In any case, I also liked these passages:
The radically anti-authoritarian, left-libertarian notions he espoused probably look like irresponsible nihilism (or ‘antinomian morality’, in Schjeldahl’s solecism) to many of those ensconced at their computer screens during most of their waking life, or bedazzled by mobiles and ubiquitous electronic signage in a society overloaded with information yet drained of authentic experience. It now seems almost logical that the insight Burroughs offers into the brain-scrambling technical synaesthesia spreading everywhere would be precisely what brands him a crackpot, rather than the silly religions and fatuous disciplines he so often became fascinated by.
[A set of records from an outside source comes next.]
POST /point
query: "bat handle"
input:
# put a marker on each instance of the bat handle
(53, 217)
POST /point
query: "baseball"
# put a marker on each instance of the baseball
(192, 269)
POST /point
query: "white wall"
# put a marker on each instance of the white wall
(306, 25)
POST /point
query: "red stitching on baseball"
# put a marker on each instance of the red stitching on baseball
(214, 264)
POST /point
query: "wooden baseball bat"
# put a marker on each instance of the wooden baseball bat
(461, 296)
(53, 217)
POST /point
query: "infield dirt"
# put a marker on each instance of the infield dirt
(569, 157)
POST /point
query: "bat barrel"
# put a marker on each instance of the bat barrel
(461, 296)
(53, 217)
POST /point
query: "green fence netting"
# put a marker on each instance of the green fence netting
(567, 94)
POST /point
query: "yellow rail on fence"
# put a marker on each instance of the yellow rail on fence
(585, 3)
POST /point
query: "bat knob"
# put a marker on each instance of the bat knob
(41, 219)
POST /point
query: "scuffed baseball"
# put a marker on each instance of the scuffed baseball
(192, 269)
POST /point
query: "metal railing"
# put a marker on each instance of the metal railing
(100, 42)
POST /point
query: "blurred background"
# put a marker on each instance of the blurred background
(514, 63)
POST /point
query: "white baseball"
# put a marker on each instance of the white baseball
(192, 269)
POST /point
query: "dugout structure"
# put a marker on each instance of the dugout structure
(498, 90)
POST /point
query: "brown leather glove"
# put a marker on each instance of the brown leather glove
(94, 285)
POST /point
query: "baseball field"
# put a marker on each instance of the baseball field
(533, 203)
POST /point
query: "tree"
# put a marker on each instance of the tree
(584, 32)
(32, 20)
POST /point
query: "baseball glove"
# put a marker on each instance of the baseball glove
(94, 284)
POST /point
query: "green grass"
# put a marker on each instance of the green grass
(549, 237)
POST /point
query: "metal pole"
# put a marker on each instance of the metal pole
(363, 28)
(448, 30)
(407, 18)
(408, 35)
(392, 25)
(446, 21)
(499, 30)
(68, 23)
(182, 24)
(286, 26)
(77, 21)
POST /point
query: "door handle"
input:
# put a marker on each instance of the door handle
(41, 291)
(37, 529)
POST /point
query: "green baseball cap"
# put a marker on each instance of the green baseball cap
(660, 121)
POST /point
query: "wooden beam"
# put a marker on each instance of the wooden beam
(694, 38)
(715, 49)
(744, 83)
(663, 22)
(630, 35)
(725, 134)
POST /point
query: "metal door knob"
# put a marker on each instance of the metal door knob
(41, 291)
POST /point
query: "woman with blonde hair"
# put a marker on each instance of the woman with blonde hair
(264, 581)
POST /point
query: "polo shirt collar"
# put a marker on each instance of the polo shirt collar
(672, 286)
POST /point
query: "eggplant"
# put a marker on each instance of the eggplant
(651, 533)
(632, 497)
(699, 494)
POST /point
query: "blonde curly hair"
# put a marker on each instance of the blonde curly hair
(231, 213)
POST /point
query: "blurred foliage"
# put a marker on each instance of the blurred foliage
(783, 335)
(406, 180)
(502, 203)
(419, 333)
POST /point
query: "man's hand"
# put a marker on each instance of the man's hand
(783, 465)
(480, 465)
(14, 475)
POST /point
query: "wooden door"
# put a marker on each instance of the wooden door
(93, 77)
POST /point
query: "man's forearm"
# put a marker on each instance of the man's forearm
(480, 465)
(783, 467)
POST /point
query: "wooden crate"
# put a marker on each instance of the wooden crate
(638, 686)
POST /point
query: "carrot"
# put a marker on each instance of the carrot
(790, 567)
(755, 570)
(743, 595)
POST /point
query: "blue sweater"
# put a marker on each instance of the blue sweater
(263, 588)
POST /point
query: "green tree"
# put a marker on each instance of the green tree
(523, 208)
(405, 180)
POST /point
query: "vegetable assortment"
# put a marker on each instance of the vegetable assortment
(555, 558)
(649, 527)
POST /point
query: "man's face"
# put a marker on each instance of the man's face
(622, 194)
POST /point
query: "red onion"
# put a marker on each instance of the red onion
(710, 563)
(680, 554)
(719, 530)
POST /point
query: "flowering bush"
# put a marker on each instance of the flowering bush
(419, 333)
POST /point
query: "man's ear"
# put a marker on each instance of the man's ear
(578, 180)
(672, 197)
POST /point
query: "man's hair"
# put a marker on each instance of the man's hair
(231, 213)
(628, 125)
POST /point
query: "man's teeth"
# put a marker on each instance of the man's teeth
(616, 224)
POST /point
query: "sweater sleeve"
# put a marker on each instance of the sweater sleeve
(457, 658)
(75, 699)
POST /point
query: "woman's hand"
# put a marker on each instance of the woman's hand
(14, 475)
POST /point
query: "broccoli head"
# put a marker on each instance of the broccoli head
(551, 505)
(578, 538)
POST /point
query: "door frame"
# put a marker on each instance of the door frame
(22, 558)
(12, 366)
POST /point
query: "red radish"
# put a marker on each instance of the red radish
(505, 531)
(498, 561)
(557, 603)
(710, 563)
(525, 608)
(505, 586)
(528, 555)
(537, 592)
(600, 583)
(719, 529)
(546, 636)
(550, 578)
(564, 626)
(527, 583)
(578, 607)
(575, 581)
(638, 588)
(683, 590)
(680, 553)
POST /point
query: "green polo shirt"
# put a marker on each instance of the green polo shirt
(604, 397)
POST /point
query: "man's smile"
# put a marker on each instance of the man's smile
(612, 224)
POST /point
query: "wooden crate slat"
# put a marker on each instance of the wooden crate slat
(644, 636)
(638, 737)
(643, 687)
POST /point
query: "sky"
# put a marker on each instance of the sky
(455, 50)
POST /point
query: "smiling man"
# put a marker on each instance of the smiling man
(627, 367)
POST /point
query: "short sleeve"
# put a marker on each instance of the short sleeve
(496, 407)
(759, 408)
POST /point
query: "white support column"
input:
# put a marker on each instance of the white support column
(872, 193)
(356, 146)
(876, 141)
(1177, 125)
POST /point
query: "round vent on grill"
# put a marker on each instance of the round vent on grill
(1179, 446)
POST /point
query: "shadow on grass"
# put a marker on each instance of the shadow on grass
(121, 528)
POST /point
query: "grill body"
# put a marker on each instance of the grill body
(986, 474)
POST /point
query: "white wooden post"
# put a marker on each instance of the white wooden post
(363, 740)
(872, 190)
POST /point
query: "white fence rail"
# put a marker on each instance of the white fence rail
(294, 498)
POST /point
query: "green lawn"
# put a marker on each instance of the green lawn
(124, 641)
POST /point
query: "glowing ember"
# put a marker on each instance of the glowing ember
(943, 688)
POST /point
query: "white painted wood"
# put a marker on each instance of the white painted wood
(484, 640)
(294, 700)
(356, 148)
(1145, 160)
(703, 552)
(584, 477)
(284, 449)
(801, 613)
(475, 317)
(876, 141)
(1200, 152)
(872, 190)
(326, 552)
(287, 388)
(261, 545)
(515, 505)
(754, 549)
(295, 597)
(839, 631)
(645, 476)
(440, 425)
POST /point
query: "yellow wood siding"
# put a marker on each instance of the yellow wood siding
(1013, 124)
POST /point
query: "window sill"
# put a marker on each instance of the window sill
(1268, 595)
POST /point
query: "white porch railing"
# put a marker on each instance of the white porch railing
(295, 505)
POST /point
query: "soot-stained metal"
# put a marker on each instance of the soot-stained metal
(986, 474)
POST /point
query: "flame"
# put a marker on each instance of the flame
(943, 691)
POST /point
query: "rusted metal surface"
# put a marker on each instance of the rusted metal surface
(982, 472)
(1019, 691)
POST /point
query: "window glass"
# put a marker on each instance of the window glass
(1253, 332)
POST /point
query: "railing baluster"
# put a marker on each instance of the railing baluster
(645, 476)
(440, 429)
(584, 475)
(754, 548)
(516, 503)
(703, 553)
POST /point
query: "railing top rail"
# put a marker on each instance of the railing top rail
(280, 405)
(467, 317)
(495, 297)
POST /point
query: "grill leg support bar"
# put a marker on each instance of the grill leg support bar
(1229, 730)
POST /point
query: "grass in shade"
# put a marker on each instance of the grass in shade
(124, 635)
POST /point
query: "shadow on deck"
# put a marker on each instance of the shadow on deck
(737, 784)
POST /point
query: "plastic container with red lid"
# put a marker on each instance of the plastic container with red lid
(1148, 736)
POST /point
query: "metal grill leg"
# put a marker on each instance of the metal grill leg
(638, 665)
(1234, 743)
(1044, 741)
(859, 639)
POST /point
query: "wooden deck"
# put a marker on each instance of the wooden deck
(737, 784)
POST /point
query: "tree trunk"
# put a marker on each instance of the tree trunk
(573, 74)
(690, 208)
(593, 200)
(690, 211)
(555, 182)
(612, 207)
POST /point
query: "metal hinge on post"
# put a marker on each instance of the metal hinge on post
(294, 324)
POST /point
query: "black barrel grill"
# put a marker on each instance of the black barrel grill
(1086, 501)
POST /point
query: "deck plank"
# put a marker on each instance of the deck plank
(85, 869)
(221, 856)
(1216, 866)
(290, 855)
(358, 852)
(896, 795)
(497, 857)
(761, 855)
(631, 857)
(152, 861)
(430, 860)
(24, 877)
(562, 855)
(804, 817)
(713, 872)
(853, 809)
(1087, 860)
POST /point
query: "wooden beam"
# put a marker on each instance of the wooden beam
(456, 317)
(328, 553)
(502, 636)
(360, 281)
Still, I feel it’s necessary to say how stupid this inverted logic is.
On social media legions of isolated individuals, with the brainless malice of a concierge, spread ‘the real dirt’ on artists, writers, actors, musicians, athletes and others in the public eye. A tsunami of ugly feelings surges across the global clothesline at the mere mention of ‘Woody Allen’ or ‘Roman Polanski’ in the press; Burroughs, too, has an anti-claque of Torquemada wannabes, enraged over his accidental shooting of his wife in 1951. Social media can launch a witch hunt or pogrom just as readily as a ‘progressive’ uprising, and in either instance directs the madness of crowds to unexamined targets of outrage; the technology itself is probably as addictive as heroin, since it acts directly on neural synapses, and its instantaneous transmission eliminates any space for reflection or analysis between emotional impulse and action.
It rather seriously overworks the biological analogy of the-internet-as-drug, but as a description of the ultimately frustrating nature of social media discussions these days (one wave of overheated tribal screaming after another...), it certainly struck a chord with me.